• L'angoisse et la maison

    « Et la Maison durait, sous les arbres à plume s »

    Saint-John Perse (Pour fêter une enfance 1907)

     

     

    Être propriétaire d’une maison semble rassurer mais cela ne fait que déplacer  cette angoisse liée au fait qu’on est vivants.  La vie, c’est angoissant parce que ça bouge tout le temps il y a des vivants nouveaux qui naissent sans que jamais cela ne s’arrête, d’autres meurent sans discontinuer, et cela va, et cela va… Et les heures et les jours passent (Vivre conscient, jusqu’à ce jour, c’est apprendre à goûter l’angoisse. L’angoisse, c’est comme le sel, il faut qu’il y en ait toujours un peu. A faible dose, c’est un goût qui relève le fade quotidien. S’il y en a trop, c’est toxique et mortel, comme tout ce qui nous fait vivre, d’ailleurs, l’oxygène, le temps…).

     

    Une maison, elle, donne l’illusion que ça ne bouge pas, qu’il y a quelque chose qui peut ne pas bouger. Or, le propriétaire de son bien attend, guette, redoute les fissures, elles sont l’analogue minéral de ses rides de chairs.
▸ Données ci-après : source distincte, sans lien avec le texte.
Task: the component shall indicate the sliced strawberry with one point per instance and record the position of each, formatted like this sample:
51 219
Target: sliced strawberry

Elles révèlent leurs secrets changements aux frontons de bâtisses dures, en pierres, faites pour durer plus que ceux qui les abritent, y abritant non seulement leur corps mais encore la fragilité de leur âme.

    Ainsi, le propriétaire d’un bien sait-il confusément qu’il n’est propriétaire de rien, que son bien est un mal, qu’il est rongé d’un mal, ce mal secret de la vie qui fait que ça bouge, même là où l’on croyait que non, même là où tout est fait pour nous suggérer : « Non, tout est identique à soi, à jamais. » Il y a comme une connivence obscure entre les maisons et les musées, s’y collectionnent des vies, au sec, dans des boîtes, des magasins et des placards, on ne met en vitrine qu’une part infime de ce passé entassé entre ces murs.  Ca s’entasse il y en a de la cave au grenier jusqu’au jour où les héritiers jettent tout.

     

    Et les mots qui disent tout cela sont eux-mêmes en route, en marche, ils vont en avant et ne s’arrêtent pas d’aller… Pourquoi, alors, ne pas tout simplement  jouir de tout, tel que ça va, sans chercher à dire au temps : « Suspends ton vol, arrête-toi, ne fuis pas ! » Pourquoi toujours cet illusoire besoin de posséder ? Je le connais ce besoin-là, il m’habite, il me hante, je suis moi aussi sa maison provisoire.